The next day we spent indoors at a gas
station (we were getting tired of standing in the
Patagonian wind), asking people who stopped there
whether they could give us rides. It turned out to
be several hours before we found two Chilean truckers
who took us along for a stretch. We tried again where
they dropped us off, but to no avail. Hitch hiking
in Argentina is extremely slow, in my experience.
Part of it is that, like North America, Argentine
trucking companies have these silly little laws about
their drivers not being allowed to pick anyone up.
Notice how in the movies, when someone is reduced
to hitch hiking, they usually get a ride from a trucker?

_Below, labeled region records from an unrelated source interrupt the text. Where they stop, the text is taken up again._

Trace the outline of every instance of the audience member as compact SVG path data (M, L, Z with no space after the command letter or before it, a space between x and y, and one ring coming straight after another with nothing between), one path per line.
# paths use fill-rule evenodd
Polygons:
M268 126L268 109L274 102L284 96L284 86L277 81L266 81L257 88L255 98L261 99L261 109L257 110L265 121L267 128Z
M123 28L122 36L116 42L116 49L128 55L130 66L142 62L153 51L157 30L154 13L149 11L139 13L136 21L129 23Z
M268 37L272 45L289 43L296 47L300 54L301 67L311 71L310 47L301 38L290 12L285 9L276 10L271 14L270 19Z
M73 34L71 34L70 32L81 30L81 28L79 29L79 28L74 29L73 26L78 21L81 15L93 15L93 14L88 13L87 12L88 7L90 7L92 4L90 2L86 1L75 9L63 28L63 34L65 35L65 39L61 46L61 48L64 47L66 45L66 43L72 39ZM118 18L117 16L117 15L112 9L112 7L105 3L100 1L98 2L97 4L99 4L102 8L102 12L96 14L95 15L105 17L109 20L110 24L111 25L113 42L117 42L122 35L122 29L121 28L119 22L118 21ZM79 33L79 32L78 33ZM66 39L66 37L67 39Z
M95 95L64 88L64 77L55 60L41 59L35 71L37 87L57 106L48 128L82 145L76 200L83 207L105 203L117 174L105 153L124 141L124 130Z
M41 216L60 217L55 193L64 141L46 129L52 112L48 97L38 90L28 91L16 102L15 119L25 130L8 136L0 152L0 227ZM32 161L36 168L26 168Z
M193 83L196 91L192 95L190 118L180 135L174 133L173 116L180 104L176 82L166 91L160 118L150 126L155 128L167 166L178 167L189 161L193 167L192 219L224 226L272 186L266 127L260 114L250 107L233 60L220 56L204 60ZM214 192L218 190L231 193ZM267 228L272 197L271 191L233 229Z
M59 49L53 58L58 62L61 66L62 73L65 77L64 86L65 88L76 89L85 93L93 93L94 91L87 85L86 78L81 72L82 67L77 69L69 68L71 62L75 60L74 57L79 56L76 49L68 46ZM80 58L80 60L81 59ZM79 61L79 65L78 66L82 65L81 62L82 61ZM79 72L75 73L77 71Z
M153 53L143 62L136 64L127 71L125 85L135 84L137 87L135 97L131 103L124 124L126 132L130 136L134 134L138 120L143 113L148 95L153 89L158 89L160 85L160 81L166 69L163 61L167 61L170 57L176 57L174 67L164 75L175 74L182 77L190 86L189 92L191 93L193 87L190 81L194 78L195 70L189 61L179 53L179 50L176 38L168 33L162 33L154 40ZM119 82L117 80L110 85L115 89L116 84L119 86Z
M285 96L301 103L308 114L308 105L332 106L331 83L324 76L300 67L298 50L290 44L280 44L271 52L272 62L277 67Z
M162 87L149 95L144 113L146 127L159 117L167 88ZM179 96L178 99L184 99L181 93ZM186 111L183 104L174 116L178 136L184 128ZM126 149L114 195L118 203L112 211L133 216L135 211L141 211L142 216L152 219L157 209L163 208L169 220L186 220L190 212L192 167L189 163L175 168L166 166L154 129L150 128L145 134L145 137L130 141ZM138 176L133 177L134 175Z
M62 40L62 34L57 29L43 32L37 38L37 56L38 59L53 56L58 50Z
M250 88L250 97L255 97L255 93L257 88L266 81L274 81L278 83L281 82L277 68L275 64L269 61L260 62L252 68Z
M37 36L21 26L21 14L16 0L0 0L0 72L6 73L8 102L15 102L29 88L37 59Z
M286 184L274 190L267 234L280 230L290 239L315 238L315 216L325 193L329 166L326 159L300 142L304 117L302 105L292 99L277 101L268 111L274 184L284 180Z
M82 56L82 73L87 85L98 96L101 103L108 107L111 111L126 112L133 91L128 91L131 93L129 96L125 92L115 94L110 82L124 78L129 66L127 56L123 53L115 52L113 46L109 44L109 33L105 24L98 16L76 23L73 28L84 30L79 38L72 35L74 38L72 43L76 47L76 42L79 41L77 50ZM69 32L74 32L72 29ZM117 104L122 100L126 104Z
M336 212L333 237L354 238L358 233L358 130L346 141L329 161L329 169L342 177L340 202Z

Try hitch hiking in North America some day and then
come back and tell me with a straight face that Hollywood
reflects reality. In the older movies there might
have been more accuracy. But even more present-day
movies (i.e. "The Game" or "City of
Angels", etc.) show it like that. In my experience
the percentage of rides you will get from truckers
in North America is less than 1%.
Anyway, we spent the night under the
stars again, and once again it rained on us around
4 am. Man, judging by how dry the land looks in the
Argentine Patagonia, one wouldn´t think that
one would get rained on so often.
The next day we had to wait several hours until we
found someone (not a trucker) who took us to the next
town. There we hung out at a gas station again, watching
MTV and getting really depressed at what sort of music
is successful these days. I mean, top 40 has always
been on the banal side of things, but a lot of this
was leaving a bad taste in my mouth. After several
hours of that, (not much traffic and no rides) we
were finally ready to take the bus. On my way to the
bus terminal (I was going alone to inquire about routes
and schedules), I saw two trucks with Chilean license
plates outside of a restaurant. I walked in and located
the drivers and asked where they were headed. It turned
out they were going to Punta Arenas. After some conversation,
they agreed to take us along. Hooray.
So here we are. It is interesting because,
apart from the German backpacker mentioned in the
previous eMail, we have met very few other tourists
on this trip. That has been really nice, because even
when I am a tourist I don´t usually like tourists.
But here in Punta Arenas it´s just full of tourists,
even though the season is officially over. We are
staying at a pretty cheap hostal (it´s very
cold down here, and we´re not wanting to stay
in our tent more than we have to) and meeting people
from Belgium, England, Scotland, Australia (of course),
Denmark and the United States. A lot of them have
just come from the hikes that we are wanting to do
soon, so it´s encouraging to talk with them
about their experiences.
Well, that´s all I can think to
write right now. Our time in Tierra del Fuego should
not take much more than a week, and after that we
will be coming through Punta Arenas again. I don´t
know how the internet connections on the island are,
so I may not write again til the first week of April.